An article which appeared on the BBC News website’s Middle East page on November 27th under the headline “Israel ‘to open UAE diplomatic mission’” opens as follows:
“Israel is to open its first diplomatic mission in the UAE, Israel says, despite the absence of diplomatic relations between the two countries.
Israel’s foreign ministry says its office will be part of an international energy organisation based in Abu Dhabi.
Israel has opened trade and other offices in some Gulf states before, but there are no official ties.
The UAE, like most other Arab states, has not recognised Israel since the Arab-Israeli conflict began in 1948.”[emphasis added]
Whilst it is true to say that most Arab states have not recognised Israel since its establishment in 1948, the wording of that sentence inaccurately suggests to BBC audiences that the Arab-Israeli conflict began at the time of – and because of – Israel’s birth, thus erasing important historical context essential to audience understanding of the issue.
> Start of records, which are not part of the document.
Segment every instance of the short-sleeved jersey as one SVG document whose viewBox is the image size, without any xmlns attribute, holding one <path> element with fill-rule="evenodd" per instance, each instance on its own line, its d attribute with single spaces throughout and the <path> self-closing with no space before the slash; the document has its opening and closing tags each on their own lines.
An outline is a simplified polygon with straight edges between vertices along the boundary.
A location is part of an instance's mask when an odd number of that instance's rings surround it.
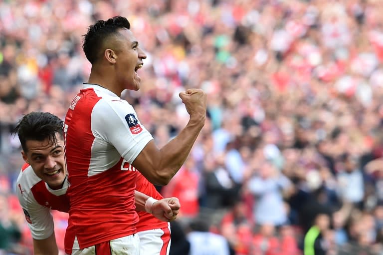
<svg viewBox="0 0 383 255">
<path fill-rule="evenodd" d="M 144 193 L 158 200 L 164 198 L 156 189 L 151 183 L 142 175 L 140 172 L 137 173 L 137 187 L 136 190 Z M 146 212 L 137 212 L 140 221 L 136 225 L 137 232 L 145 231 L 156 229 L 162 229 L 168 227 L 167 222 L 163 222 L 158 219 L 152 214 Z"/>
<path fill-rule="evenodd" d="M 51 210 L 69 211 L 69 201 L 65 194 L 68 186 L 65 179 L 61 189 L 52 190 L 36 175 L 32 167 L 25 164 L 21 168 L 16 190 L 33 239 L 45 239 L 53 233 Z"/>
<path fill-rule="evenodd" d="M 84 84 L 64 121 L 70 201 L 65 247 L 80 249 L 136 233 L 137 170 L 130 164 L 153 139 L 133 107 L 110 90 Z"/>
</svg>

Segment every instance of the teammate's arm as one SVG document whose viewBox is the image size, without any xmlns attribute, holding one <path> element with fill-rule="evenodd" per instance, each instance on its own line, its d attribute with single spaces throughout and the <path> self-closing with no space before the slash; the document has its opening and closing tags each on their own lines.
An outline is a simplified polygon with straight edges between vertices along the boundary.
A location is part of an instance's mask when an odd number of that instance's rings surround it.
<svg viewBox="0 0 383 255">
<path fill-rule="evenodd" d="M 206 96 L 200 89 L 190 89 L 180 93 L 190 115 L 185 128 L 159 149 L 150 141 L 132 165 L 152 183 L 167 185 L 185 162 L 203 127 L 206 118 Z"/>
<path fill-rule="evenodd" d="M 54 232 L 46 239 L 33 240 L 33 254 L 35 255 L 58 255 Z"/>
</svg>

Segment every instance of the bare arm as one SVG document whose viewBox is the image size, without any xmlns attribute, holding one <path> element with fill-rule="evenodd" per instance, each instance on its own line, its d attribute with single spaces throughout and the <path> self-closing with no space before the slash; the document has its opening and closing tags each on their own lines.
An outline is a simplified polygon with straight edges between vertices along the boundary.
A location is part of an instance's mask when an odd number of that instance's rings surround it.
<svg viewBox="0 0 383 255">
<path fill-rule="evenodd" d="M 58 255 L 54 232 L 46 239 L 33 239 L 33 254 L 35 255 Z"/>
<path fill-rule="evenodd" d="M 180 93 L 190 119 L 174 139 L 159 149 L 152 140 L 138 155 L 132 165 L 152 183 L 167 185 L 185 162 L 205 123 L 206 94 L 190 89 Z"/>
<path fill-rule="evenodd" d="M 177 198 L 164 198 L 160 200 L 135 191 L 136 211 L 146 212 L 164 222 L 175 220 L 180 213 L 181 205 Z M 149 199 L 151 199 L 148 201 Z"/>
</svg>

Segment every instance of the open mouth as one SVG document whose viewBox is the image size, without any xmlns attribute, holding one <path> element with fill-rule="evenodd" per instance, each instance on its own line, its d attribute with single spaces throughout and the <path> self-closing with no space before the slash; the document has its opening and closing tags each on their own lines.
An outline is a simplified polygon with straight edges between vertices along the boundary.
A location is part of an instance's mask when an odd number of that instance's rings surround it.
<svg viewBox="0 0 383 255">
<path fill-rule="evenodd" d="M 57 169 L 52 172 L 49 172 L 49 173 L 46 173 L 45 174 L 49 175 L 49 176 L 53 176 L 58 174 L 60 172 L 60 169 Z"/>
</svg>

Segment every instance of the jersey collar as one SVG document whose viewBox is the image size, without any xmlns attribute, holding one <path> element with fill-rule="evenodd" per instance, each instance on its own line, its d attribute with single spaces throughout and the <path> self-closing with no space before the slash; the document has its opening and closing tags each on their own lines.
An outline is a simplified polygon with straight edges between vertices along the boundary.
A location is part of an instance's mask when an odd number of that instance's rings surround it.
<svg viewBox="0 0 383 255">
<path fill-rule="evenodd" d="M 86 89 L 87 88 L 92 88 L 95 90 L 102 92 L 104 94 L 106 94 L 110 96 L 118 97 L 119 99 L 120 99 L 120 97 L 119 96 L 118 96 L 116 94 L 114 93 L 113 92 L 112 92 L 107 88 L 104 88 L 101 85 L 96 84 L 94 83 L 87 83 L 86 82 L 83 82 L 82 83 L 83 89 Z"/>
</svg>

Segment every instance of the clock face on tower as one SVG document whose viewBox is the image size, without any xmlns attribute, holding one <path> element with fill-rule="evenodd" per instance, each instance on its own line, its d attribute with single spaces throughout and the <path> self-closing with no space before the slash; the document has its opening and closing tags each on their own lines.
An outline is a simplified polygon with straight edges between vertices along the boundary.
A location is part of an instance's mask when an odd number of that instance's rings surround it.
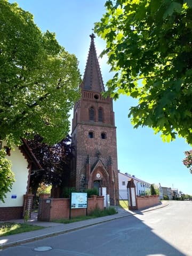
<svg viewBox="0 0 192 256">
<path fill-rule="evenodd" d="M 101 177 L 101 174 L 100 173 L 97 173 L 96 177 L 99 179 Z"/>
</svg>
However, the BBC knows full well that the Arab-Israeli conflict did not begin in May 1948 – as its own profile of the Arab League indicates:
“The idea of the Arab League was mooted in 1942 by the British, who wanted to rally Arab countries against the Axis powers. However, the league did not take off until March 1945, just before the end of World War II.
At that time the issues that dominated the league’s agenda were freeing those Arab countries still under colonial rule, and preventing the Jewish community in Palestine from creating a Jewish state.” [emphasis added]
Indeed, as has been noted on these pages on a prior occasion:
“That same founding document – dating from March 22nd 1945 – includes an “annex on Palestine”. At its second session in December 1945 the Arab League declared a formal boycott of “Jewish products and manufactured [goods] in Palestine”, declaring them to be “undesirable in the Arab countries” and opining that “to permit them to enter the Arab countries would lead to the realization of the Zionist political objectives”.
Having already rejected the 1947 UN Partition Plan, the day after Israel declared independence the Arab League issued a statement claiming that its members “found themselves compelled to intervene in Palestine solely in order to help its inhabitants restore peace and security and the rule of justice and law to their country, and in order to prevent bloodshed” – even as five of its member countries’ armies were in the process of invading the nascent Jewish state.”
And even before the Arab League was established, the Preliminary Committee of the General Arab Conference produced the Alexandria Protocol in October 1944 which included “a special resolution concerning Palestine”.
Clearly BBC audiences cannot properly understand the factors underpinning the Arab-Israeli conflict if the BBC erases the crucial context of the Arab states’ pre-existing opposition to the establishment of the Jewish national home mandated by the League of Nations even before the State of Israel was founded.